During the event, offsite power was available from one of the two 345 kV power feeds via Line 355 to the startup transformer. The 345kV feed from Line 342 was not in-service due to the performance of maintenance. An additional offsite power feed was provided via the 23 kV feed to the shutdown transformer.

Both diesel generators, and the station blackout diesel where operable to provide onsite 4kV power if needed to the station safety busses.

The turbine generator control system experienced a malfunction of the MPR steam pressure controller pilot valve. A failure of the turbine-generator control system is addressed in the FSAR. The MPR regulator is not a safety system and may either open or close turbine bypass valves. The FSAR addresses plant response to turbine-generator control system malfunction and credits operation of required safety systems for mitigating potential adverse effects. Core thermal power was not above 25 %, therefore automatic actuation of the Group I primary containment isolation valves was not needed to protect reactor fuel safety limits. However, automatic Group I primary containment isolation valves actuated in accordance with design to provide main turbine and main steam line protection from water intrusion resulting from reactor vessel overfill event.

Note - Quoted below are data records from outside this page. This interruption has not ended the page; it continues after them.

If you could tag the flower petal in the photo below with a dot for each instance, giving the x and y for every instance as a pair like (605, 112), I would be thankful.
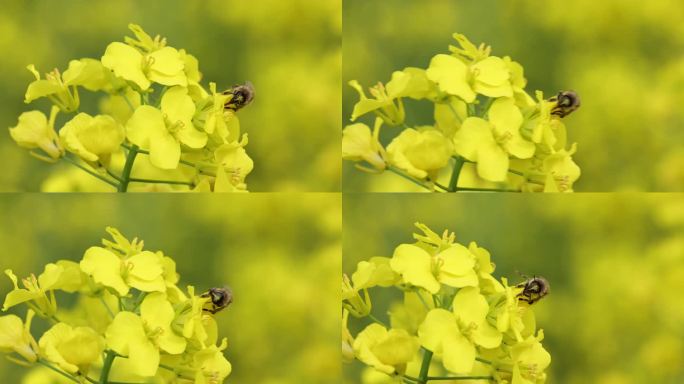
(451, 74)
(105, 268)
(474, 133)
(415, 265)
(126, 62)
(492, 162)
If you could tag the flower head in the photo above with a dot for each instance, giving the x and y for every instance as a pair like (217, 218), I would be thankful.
(140, 338)
(34, 130)
(64, 275)
(73, 349)
(386, 351)
(164, 131)
(92, 138)
(489, 142)
(145, 61)
(15, 336)
(358, 143)
(421, 153)
(143, 271)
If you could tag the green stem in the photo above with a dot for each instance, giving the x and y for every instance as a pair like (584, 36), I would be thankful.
(48, 365)
(409, 178)
(197, 166)
(153, 181)
(172, 369)
(109, 359)
(130, 105)
(461, 378)
(111, 314)
(455, 173)
(453, 110)
(128, 167)
(485, 107)
(89, 171)
(487, 189)
(377, 320)
(425, 367)
(443, 187)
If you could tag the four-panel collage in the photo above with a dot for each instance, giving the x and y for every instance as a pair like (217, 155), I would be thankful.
(496, 186)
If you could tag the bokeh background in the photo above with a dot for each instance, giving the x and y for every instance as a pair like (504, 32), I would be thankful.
(615, 263)
(624, 58)
(280, 254)
(290, 50)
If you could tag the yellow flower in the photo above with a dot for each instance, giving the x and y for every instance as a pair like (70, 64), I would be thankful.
(359, 144)
(421, 153)
(143, 271)
(34, 130)
(489, 143)
(386, 351)
(141, 337)
(452, 266)
(15, 336)
(234, 166)
(64, 275)
(92, 138)
(220, 124)
(163, 131)
(352, 301)
(157, 63)
(561, 171)
(347, 339)
(212, 367)
(72, 349)
(531, 359)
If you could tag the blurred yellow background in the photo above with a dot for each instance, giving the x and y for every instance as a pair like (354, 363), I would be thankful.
(280, 254)
(290, 50)
(615, 264)
(624, 58)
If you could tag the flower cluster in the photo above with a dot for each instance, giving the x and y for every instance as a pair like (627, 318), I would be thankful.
(158, 126)
(455, 320)
(488, 133)
(131, 322)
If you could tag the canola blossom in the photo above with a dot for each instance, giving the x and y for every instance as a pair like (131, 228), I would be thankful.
(157, 128)
(146, 328)
(455, 322)
(488, 133)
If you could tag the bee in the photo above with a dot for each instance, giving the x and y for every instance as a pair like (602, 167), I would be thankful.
(220, 299)
(566, 103)
(533, 289)
(242, 95)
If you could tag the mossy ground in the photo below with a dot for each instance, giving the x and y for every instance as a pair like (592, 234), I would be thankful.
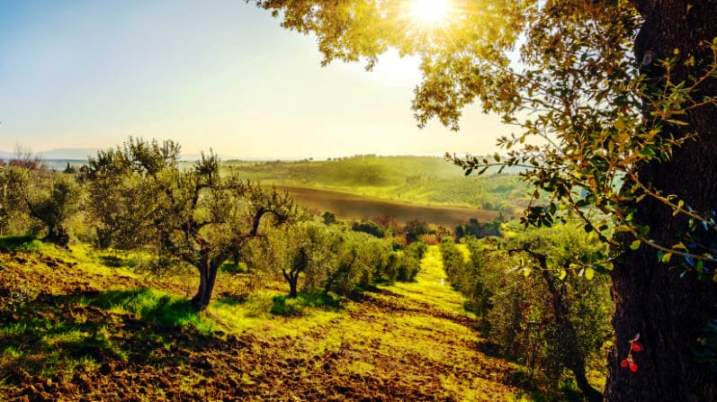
(77, 325)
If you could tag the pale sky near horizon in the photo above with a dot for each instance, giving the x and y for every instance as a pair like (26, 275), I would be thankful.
(219, 74)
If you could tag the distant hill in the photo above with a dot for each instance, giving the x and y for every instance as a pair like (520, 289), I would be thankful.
(419, 180)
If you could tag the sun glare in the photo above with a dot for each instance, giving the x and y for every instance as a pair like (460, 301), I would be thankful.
(430, 12)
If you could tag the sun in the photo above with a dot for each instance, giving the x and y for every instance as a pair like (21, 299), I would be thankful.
(430, 12)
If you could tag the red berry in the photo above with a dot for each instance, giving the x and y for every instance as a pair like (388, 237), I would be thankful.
(636, 347)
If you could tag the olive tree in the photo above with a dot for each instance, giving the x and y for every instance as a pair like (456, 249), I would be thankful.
(51, 198)
(195, 216)
(613, 103)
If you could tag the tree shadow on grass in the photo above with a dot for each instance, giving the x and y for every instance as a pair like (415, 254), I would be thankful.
(19, 243)
(51, 336)
(288, 307)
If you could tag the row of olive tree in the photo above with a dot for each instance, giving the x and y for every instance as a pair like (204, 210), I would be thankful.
(534, 301)
(137, 196)
(140, 198)
(333, 258)
(35, 199)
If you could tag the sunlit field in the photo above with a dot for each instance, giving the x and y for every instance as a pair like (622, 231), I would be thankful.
(358, 200)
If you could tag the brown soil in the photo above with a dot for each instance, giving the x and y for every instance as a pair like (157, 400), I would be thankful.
(180, 364)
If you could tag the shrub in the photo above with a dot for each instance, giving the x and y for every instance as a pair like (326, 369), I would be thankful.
(534, 305)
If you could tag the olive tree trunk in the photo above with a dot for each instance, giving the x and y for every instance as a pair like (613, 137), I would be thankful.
(208, 269)
(652, 299)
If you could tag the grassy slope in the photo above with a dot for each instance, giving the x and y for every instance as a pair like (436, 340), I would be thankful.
(423, 180)
(72, 327)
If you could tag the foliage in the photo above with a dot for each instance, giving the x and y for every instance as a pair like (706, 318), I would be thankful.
(194, 216)
(369, 227)
(522, 289)
(320, 258)
(52, 198)
(476, 229)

There were no other required automatic safety system protective actuations needed based on the MPR malfunction and subsequent high reactor water level event. Plant operators recovered the plant manually using site procedures written to address applicable plant conditions. As a result, this event posed no threat to public health and safety.U.S. NUCLEAR REGULATORY COMMISSION (10-2010)

LICENSEE EVENT REPORT (LER)

CONTINUATION SHEET

1. FACILITY NAME
2. DOCKET
6. LER NUMBER
3. PAGE YEAR SEQUENTIAL REV Pilgrim Nuclear Power Station 05000293 NUMBER NO.

4 OF 4 2013-010 00

REPORTABILITY

This report is submitted in accordance with 10 CFR 50.73(a)(2)(iv)(A) - Any event or condition that resulted in manual or automatic actuation of any system listed in paragraph 10 CFR 50.73 (a)(2)(iv)(B). General containment isolation signals affecting containment isolation valves in more than one system or multiple main steam isolation valves.

This event was initially reported to the NRC in accordance with 10 CFR 50.72(b)(3)(iv)(A) as documented in Event Number#49454.

PREVIOUS OCCURRENCES

A review was performed for similar Pilgrim Station Licensee Event Reports (LERs) submitted to the NRC.

The review focused on LERs involving actuation of Group I containment isolation on high reactor water level during plant startup. The review identified LER 2003-02. This LER event occurred at higher reactor pressure and was the result of human error and involving use of the turbine bypass override jack.

ENERGY INDUSTRY IDENTIFICATION SYSTEM (EIIS) CODES:

None

REFERENCES:

Condition Report, CR-PNP-2013-7066, Automatic actuation of Group 1 containment isolation signal.